8,000 inmates released to ease risk

8,000 inmates released to ease risk

(Bangkok Post file photo)
(Bangkok Post file photo)

The Department of Corrections has suspended jail sentences for more than 8,000 inmates nationwide to ease overcrowding in prisons during the Covid-19 pandemic.

Pol Col Naras Savestanan, director-general of the Department of Corrections, said on Monday that they has sped up the process of granting suspended sentences or cutting the prison term for qualified inmates, including those facing minor offences and/or exhibiting good behaviour.

He said the number of inmates receiving suspended sentences for the period is twice the normal release rate.

A department source said no high-profile inmates or those who had committed serious crimes are eligible for suspended sentences.

Meanwhile, in Pathum Thani, 458 people imprisoned for violating the emergency decree between April 5-12 have been checked for symptoms of Covid-19 and confined to individual quarantine cells.

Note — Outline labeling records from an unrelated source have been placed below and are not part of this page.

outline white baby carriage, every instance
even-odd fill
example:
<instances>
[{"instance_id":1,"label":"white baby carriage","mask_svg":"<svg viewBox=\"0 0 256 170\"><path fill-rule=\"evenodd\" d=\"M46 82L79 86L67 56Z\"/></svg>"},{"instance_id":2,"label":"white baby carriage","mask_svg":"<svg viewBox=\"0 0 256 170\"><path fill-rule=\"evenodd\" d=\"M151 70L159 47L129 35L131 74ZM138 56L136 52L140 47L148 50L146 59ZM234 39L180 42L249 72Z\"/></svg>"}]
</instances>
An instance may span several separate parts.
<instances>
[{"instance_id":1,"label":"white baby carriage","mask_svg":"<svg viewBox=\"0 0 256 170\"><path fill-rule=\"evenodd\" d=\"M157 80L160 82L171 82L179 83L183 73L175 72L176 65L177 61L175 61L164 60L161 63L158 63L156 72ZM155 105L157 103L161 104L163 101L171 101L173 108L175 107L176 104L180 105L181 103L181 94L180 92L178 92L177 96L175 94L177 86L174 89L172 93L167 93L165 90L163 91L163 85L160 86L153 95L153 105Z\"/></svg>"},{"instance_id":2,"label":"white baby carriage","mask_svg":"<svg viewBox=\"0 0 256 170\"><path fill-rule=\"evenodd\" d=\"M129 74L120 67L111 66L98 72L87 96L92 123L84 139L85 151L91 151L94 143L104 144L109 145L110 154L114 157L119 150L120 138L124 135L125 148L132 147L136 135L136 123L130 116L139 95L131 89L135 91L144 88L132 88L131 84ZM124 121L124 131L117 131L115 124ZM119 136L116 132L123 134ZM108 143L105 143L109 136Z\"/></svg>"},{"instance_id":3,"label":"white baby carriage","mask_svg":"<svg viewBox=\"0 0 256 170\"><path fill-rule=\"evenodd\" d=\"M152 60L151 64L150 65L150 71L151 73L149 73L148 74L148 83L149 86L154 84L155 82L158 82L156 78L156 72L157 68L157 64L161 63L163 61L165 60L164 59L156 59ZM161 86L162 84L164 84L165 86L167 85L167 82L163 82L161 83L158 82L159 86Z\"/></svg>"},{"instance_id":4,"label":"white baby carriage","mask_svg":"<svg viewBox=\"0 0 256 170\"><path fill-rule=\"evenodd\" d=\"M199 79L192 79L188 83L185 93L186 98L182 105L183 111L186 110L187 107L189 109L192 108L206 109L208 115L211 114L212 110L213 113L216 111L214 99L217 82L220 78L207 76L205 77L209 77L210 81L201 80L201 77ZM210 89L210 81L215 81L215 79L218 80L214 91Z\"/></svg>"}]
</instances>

Pol Col Naras added that inmates exhibiting Covid-19-like symptoms who had recently been sent to Betong prison in Yala province on drug offences have tested negative for the disease.

In nearby Pattani, tests were performed on a number of sick inmates at the provincial prison after a quarantine period.

The department chief said there have no new Covid-19 infections among inmates since Monday.

Two inmates and one prison officer who were infected are undergoing treatment, he said, although he did not say what prisons they are from.  

Prisons nationwide say they have maintained a high standard of hygiene, and wardens report they are constantly on the lookout for any inmates who fall sick. 

Between October 2019 and March, 7,890 inmates were granted suspended sentences. They were released in two batches per month, said Pol Lt Col Prawut Wongsrinil, deputy director-general of the Department of Corrections.

Department of Probation chief Vittawan Sunthornkajit, meanwhile, said the inmates released after being given suspended sentences are required to report to provincial probation officers regularly; once every three months for those of advanced age and once a month for younger, healthier parolees.